DESCRIPTION (provided by applicant): Abstract Macrophage migration inhibitory factor (MIF) plays an important role for the recruitment of innate and adaptive immune cells to the place of inflammation. MIF also activates various intracellular signaling pathways in the recruited cells for the release of other cytokines and the expression of cell adhesion molecules. The unique feature as a cytokine, MIF has catalytic (tautomerase) activity, which is yet controversial for its link to the immunological activity of MIF. Despite this controversy, recent studies support that the residues around the active site, not in the active site, play a role in interacting with the receptors. To date, three MIF receptors have been reported: 1) an invariant chain CD74, and CXC cytokine receptors 2) CXCR2 and 3) CXCR4. CD74 does not have tyrosine receptor kinase like signaling domain and requires CD44 that contains a kinase domain. It seems that all these receptors except CD44 directly interact with MIF. These receptors are also known to form hetero-oligomers. Our recent catalytic and chemotactic assays demonstrated that strong competitive inhibitors were not always more potent to the MIF-mediated chemotaxis than weak non-competitive inhibitors. In addition, crystal structures of MIIF inhibitors reveal that free functional groups are exposed to the solvent and available for the interference with receptor binding. In an effort to 1) investigate the interplay between MIF and its receptors and 2) to develop MIF inhibitors as antiinflammatory therapeutics, we identified a structurally diverse set of small molecule inhibitors, performed kinetic and structural characterization. The identified inhibitors will be optimized as drug leads in collaboration with Dr. William Jorgensen (Yale Chemistry Department). Furthermore, ones with good pharmacological properties in vitro will be subject to pharmacokinetics and tested for therapeutic effect in a murine model of rheumatoid arthritis. Outcomes of this proposed research will allow us to better understand MIF action to its receptors and also will provide potential drug leads for the treatment of inflammatory diseases.

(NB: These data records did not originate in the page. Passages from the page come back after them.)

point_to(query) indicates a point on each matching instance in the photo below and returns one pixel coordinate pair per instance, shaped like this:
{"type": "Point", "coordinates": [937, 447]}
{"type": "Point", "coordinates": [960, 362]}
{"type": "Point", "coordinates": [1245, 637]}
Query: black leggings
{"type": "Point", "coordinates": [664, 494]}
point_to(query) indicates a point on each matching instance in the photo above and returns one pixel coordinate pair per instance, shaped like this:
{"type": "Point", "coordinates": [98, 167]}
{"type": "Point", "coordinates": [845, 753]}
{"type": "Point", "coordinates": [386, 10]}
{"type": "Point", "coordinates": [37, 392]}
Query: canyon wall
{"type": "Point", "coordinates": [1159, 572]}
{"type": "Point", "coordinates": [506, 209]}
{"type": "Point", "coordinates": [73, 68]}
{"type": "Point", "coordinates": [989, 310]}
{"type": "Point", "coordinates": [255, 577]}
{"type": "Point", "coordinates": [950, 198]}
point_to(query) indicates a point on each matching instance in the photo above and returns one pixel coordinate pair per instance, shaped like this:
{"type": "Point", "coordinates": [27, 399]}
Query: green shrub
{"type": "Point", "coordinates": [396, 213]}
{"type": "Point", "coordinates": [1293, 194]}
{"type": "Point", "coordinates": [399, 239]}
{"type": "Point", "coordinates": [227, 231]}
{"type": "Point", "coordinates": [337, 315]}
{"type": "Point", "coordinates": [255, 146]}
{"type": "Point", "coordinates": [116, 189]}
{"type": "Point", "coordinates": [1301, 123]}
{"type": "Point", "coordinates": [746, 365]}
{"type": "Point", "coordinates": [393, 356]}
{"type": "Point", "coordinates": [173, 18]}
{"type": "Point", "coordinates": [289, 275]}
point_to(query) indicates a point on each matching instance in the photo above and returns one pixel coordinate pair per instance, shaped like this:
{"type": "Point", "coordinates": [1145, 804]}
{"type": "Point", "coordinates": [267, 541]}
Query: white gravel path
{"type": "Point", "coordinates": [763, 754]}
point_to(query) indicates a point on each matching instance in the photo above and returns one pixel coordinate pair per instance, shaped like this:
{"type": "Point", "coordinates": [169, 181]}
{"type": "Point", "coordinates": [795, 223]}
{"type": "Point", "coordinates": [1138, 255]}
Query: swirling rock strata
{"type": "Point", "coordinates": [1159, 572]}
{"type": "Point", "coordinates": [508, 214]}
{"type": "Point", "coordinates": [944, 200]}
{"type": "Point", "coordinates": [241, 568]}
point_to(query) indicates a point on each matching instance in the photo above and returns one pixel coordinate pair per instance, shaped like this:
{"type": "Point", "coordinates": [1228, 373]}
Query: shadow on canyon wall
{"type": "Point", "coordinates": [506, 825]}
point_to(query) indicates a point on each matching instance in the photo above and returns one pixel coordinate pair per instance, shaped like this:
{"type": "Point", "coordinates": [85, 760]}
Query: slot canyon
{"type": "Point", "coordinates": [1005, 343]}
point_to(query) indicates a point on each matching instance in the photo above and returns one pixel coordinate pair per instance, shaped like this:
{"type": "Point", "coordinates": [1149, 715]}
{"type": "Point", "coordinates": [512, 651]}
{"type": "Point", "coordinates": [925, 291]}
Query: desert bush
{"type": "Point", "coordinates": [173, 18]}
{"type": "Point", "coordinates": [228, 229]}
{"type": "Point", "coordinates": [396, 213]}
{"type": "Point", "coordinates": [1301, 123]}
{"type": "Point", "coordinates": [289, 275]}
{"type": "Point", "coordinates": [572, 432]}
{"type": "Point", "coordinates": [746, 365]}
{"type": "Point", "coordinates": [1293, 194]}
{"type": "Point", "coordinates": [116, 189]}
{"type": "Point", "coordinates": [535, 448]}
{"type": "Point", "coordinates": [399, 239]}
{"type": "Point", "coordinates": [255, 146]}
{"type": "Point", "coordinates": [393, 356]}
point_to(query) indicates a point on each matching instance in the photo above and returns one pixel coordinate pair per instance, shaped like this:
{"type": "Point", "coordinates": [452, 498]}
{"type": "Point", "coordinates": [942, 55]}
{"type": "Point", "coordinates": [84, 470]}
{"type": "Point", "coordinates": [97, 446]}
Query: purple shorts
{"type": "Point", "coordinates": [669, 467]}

描述（由申请人提供）：摘要巨噬细胞迁移抑制因子（MIF）对于将先天性和适应性免疫细胞募集到炎症部位起着重要作用。 MIF 还激活招募的细胞中的各种细胞内信号传导途径，以释放其他细胞因子和表达细胞粘附分子。作为细胞因子，MIF 具有催化（互变异构酶）活性，但其与 MIF 免疫活性的联系仍存在争议。尽管存在争议，但最近的研究支持活性位点周围的残基，而不是活性位点内的残基，在与受体相互作用中发挥作用。迄今为止，已报道了三种 MIF 受体：1) 不变链 CD74 和 CXC 细胞因子受体 2) CXCR2 和 3) CXCR4。 CD74 不具有酪氨酸受体激酶样信号结构域，需要包含激酶结构域的 CD44。似乎除 CD44 之外的所有这些受体都直接与 MIF 相互作用。还已知这些受体形成异源寡聚物。我们最近的催化和趋化测定表明，强竞争性抑制剂并不总是比弱非竞争性抑制剂对 MIF 介导的趋化作用更有效。此外，MIIF 抑制剂的晶体结构表明，游离官能团暴露于溶剂中，可干扰受体结合。为了 1) 研究 MIF 及其受体之间的相互作用，以及 2) 开发 MIF 抑制剂作为抗炎治疗药物，我们鉴定了一组结构多样的小分子抑制剂，并进行了动力学和结构表征。已确定的抑制剂将与 William Jorgensen 博士（耶鲁大学化学系）合作优化作为先导药物。此外，在体外具有良好药理特性的药物将接受药代动力学研究，并在类风湿性关节炎小鼠模型中测试治疗效果。这项拟议研究的结果将使我们能够更好地了解 MIF 对其受体的作用，并为治疗炎症性疾病提供潜在的药物先导化合物。